Health First uses a variety of methods to impact care. Ms. Slattery said they tackle the issue from various angles, from in-home physician visits, to nurse outreach, phone outreach and disease management programs - the level of care varies depending on patient needs. To stratify the patients, they use data based on frequency of hospitalization and known high risk conditions, including assessing patient mobility (e.g., home-bound or bed-bound). In addition, Ms. Slattery's 4.5-star plan puts a lot of effort into its post-acute care transitions programs. Plus, they are developing a special program for patients with dementia and a palliative care program.
Furthermore, Health First participated in the AHRQ Project Red, a 6-month pilot focused on transitional care management for heart failure patients. Ms. Slattery indicated that although only 1 in 4 eligible patients hospitalized with CHF participated, they still saw significant reduction in readmission rates using the Discharge Advocate model.
SeniorBridge, Dr. Rackow stated, provides in-home care management with home health aides to facilitate not only patient care, but patient functionality and behavioral health issues that may otherwise be overlooked.
Pharos Innovations' Dr. Williams also noted the increasing use of various incentive programs for both patients and providers to impact care management. For instance, some plans will waive drug co-pays for medications affecting chronic conditions, or pay providers a care coordination fee, or perhaps a bonus in the case of FFS providers.
What Else Was Mentioned?
Other issues brought to my attention:
- To what extent should a plan evaluate members' care plans based on single diseases versus looking at them as a population? How should you allocate resources, for example, between an intensive diabetes care management program vs. broader initiatives?
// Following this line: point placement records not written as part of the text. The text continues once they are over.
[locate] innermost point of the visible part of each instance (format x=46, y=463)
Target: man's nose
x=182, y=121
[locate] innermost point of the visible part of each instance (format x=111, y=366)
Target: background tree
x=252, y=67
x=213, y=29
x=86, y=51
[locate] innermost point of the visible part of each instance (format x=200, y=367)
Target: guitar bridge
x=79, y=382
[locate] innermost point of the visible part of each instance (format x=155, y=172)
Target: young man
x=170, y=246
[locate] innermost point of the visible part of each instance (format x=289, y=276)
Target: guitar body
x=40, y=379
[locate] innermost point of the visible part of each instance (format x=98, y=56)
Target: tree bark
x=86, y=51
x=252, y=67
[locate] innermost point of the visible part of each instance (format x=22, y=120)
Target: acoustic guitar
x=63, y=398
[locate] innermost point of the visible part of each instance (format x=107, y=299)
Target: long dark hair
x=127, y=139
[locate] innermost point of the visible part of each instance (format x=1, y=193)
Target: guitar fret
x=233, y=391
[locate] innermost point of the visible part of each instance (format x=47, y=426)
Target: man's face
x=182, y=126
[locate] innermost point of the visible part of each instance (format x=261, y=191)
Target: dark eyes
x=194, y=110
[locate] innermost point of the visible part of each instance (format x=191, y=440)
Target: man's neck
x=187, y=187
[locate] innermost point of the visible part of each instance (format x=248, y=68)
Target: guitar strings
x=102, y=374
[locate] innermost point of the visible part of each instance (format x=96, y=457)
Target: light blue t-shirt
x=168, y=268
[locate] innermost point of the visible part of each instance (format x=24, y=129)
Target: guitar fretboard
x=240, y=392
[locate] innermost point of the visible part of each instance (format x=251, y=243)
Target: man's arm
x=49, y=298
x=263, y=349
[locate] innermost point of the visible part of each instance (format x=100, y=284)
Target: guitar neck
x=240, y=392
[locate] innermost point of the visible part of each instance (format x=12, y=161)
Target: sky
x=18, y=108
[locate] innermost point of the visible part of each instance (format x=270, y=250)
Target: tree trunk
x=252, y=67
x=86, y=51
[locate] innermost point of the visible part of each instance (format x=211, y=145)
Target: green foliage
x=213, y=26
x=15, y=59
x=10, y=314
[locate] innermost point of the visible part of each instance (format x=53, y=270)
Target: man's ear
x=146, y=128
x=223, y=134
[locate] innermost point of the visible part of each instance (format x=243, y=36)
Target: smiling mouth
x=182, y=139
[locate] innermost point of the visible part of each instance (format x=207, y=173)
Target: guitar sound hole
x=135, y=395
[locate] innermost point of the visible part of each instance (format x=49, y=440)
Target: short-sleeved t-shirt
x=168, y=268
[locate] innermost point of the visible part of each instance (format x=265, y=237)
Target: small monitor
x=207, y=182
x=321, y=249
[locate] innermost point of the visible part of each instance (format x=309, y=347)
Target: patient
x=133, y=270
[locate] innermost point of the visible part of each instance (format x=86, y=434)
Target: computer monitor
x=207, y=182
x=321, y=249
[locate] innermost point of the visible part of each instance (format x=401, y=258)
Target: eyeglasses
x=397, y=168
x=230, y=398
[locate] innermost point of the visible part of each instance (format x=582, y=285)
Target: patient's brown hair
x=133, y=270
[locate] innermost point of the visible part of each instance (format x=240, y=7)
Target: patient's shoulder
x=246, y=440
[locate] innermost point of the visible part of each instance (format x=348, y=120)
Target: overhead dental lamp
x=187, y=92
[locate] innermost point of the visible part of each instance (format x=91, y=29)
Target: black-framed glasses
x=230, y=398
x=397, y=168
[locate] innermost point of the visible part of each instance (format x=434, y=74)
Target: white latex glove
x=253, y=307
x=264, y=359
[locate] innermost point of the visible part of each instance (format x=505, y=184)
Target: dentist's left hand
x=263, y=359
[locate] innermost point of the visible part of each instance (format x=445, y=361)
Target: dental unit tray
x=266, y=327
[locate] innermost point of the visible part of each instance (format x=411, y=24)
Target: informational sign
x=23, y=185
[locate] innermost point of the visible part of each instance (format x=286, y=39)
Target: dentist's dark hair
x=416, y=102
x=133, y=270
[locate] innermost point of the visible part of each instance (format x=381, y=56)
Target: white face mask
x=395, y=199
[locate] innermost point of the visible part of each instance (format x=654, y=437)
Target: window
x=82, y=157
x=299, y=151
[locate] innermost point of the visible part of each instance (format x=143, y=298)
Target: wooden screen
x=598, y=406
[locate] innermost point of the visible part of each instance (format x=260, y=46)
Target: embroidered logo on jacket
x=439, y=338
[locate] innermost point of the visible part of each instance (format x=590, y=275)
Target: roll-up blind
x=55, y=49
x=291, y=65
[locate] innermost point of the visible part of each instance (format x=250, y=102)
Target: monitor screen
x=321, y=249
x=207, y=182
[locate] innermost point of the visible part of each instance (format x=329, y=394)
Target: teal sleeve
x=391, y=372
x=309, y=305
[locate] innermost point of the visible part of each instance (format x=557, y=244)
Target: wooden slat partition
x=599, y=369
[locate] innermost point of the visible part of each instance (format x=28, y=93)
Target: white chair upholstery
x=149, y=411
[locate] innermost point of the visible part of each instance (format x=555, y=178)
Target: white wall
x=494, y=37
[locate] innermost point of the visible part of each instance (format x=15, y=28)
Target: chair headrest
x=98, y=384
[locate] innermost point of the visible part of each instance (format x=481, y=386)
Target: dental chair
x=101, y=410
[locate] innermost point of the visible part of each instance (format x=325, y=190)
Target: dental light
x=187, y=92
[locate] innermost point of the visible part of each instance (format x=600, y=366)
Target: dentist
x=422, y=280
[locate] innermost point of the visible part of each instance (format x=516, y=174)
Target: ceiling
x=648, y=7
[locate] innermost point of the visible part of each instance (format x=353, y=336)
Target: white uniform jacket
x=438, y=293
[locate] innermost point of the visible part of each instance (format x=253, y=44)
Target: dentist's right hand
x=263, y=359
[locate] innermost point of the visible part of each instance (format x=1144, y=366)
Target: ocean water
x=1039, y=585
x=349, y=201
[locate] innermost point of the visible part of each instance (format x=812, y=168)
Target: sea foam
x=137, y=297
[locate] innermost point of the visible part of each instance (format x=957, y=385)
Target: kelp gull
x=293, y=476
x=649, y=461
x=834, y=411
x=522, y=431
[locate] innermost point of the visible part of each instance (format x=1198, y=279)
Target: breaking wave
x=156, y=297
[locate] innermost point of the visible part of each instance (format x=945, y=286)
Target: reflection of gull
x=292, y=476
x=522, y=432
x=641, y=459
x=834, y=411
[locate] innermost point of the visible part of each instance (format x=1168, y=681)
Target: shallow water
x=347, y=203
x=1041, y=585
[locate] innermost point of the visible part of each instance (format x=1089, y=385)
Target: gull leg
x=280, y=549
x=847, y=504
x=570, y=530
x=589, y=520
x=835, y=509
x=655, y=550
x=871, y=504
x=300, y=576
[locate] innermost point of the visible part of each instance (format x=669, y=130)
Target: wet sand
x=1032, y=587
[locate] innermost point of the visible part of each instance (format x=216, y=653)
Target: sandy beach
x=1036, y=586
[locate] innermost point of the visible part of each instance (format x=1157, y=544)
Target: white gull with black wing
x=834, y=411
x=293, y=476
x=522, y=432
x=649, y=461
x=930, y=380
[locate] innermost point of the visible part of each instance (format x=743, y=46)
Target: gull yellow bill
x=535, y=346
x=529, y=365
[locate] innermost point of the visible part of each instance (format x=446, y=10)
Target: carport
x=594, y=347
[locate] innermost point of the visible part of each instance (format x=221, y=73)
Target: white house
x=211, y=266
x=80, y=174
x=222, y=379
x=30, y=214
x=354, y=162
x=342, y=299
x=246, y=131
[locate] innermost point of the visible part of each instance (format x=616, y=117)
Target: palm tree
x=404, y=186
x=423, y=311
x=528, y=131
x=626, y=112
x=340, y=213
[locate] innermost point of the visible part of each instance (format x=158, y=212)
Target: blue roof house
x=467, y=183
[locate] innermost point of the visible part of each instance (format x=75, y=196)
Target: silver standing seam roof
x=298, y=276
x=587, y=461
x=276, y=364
- "The financial and clinical people don't talk", someone said, with the implication that this needs to change
- Different models of care, including ACOs, PCMHs, and Medicare/Medicaid integration in some states, will affect this whole picture. Mr. Kalejaiye of Medisoft Rx noted that predictive modeling may become more important as organizations become more responsible for everything in a patient population
- CMS will start penalizing the worst 25% of hospitals with the most readmissions, meaning a greater emphasis on care transition management throughout the industry. CMS plans to target the areas of heart failure, pneumonia, and heart attacks.
What Strikes Me About All of This ...
What strikes me about all of this is that data is so important to care management - not only claims data alone, but integrating lab data, enrollment data and pharmacy data with claims data - for a true picture of a member's needs and care gaps. But managing data is expensive, which brings me to ... the next thing that strikes me:
The difference between the small and larger plans. The larger plans have more resources to analyze the data, yet the small plans "run into [our] members in the grocery store", so care management should be much easier for them; it's obviously simpler to manage fewer people.
And I have a suspicion that behavioral health (evaluations and care) is another key piece - and perhaps, somewhat neglected piece - of this puzzle.
Finally ... WOW this is long! Please comment; any further insight is welcome to this relative novice.